In karting circuits, tall supermoto-style bikes can create ugly, stupid injuries. More height means more leverage. More leverage means clavicles, wrists and shoulders can pay the price.
He was probably right.
And I was probably also right.
That is where the useful tension lives.
The solution may not be a pit bike.
It may not be a BeOn GPschool either.
It may not be a supermotard.
It may be something in the middle.
Or, more likely, the real solution is not yet choosing a bike at all.
The real solution is to keep showing up.
That is the uncomfortable answer because buying is easier than practicing.
Buying a motorcycle gives you the immediate sensation of progress.
You can research, compare, negotiate, collect gear, talk about specs, and imagine the future.
It feels productive.
But the track does not care what you bought.
The track only cares what you can do.
Can you brake properly?
Can you release the brake without disturbing the bike?
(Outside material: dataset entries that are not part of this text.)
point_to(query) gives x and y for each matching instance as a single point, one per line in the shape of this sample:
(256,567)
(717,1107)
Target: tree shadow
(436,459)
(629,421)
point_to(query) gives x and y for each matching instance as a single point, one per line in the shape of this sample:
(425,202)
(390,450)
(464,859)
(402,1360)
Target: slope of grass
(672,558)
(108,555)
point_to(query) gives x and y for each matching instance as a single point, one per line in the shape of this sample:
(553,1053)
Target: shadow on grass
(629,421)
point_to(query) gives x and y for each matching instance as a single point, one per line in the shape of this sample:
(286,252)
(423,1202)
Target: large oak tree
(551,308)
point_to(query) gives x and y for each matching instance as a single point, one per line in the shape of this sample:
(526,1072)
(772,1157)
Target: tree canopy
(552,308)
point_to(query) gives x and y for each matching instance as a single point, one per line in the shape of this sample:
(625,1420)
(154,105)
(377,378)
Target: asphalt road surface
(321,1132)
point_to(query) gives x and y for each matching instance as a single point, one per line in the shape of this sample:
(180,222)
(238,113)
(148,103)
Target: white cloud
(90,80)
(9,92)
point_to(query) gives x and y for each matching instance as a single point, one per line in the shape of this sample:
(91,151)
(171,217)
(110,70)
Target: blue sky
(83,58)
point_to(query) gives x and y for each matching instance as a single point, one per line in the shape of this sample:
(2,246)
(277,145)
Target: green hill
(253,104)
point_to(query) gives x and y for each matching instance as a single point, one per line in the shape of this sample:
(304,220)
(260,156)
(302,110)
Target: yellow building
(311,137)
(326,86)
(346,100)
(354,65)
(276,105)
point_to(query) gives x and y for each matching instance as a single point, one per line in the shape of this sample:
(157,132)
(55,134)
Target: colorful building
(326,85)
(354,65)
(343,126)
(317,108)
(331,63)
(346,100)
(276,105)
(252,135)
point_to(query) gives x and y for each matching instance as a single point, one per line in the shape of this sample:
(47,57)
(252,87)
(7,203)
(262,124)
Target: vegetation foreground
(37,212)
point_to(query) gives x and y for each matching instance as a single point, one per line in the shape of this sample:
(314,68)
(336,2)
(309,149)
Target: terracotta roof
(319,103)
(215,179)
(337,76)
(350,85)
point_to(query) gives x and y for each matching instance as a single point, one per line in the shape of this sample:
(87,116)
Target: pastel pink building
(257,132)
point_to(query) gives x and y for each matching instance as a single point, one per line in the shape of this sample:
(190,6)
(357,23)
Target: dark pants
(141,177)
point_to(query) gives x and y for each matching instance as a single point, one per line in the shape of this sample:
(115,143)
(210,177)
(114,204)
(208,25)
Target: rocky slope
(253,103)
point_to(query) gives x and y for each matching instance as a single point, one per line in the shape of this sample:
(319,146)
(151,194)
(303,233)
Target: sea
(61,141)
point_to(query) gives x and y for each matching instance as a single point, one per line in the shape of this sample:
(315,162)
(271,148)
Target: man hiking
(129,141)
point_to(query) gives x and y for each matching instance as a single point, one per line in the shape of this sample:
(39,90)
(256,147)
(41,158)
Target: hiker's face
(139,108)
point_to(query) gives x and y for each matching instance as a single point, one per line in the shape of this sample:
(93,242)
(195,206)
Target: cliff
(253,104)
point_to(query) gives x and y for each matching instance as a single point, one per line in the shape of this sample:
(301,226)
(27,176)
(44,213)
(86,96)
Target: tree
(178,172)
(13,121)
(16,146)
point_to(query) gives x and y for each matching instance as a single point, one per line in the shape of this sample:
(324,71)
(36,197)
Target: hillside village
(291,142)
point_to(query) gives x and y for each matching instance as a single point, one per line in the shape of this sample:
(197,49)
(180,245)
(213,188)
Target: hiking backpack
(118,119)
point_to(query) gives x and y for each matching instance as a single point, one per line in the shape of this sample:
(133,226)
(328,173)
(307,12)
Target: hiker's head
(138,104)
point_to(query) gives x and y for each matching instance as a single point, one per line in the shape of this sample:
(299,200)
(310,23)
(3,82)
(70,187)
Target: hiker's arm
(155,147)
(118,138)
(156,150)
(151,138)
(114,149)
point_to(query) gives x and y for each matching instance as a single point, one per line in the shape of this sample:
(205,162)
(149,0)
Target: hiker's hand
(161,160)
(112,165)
Can you turn with your body instead of your arms?
Can you stay loose?
Can you use your legs?
Can you repeat the same line ten times?
Can you learn without rushing?
Can you accept being slow long enough to become less slow?
That is the real test.
The BeOn 250 made this obvious.
It gave me a clean answer to a question I had not asked properly.
I do not need more motorcycle.
I need more laps.
And that is why I liked the BeOn experience so much.
Not because it made me feel fast.
It did not.
Not because it made me feel like a rider again.
Not yet.
I liked it because it was honest.
BeOn has built something serious. The bike felt engineered, precise, and purposeful. It was clearly made by people who understand racing, not by people trying to sell a lifestyle object.
It did not try to comfort me.
It did not try to entertain me cheaply.
It showed me the gap.
At 51, that is exactly the kind of hobby I am interested in.
Not something that flatters me.
Something that keeps me honest.
Something that exposes the distance between what I think I know and what I can actually do.
The question after the test is not whether I should buy a BeOn.
It is not whether I should buy a CRF150 minimotard.
It is not whether I should build some perfect middle-ground machine that exists mainly in my head.
The question is simpler and more demanding:
Am I willing to go back?
Because if I go back enough times, the right bike will become obvious.
And if I do not go back, then the bike never mattered.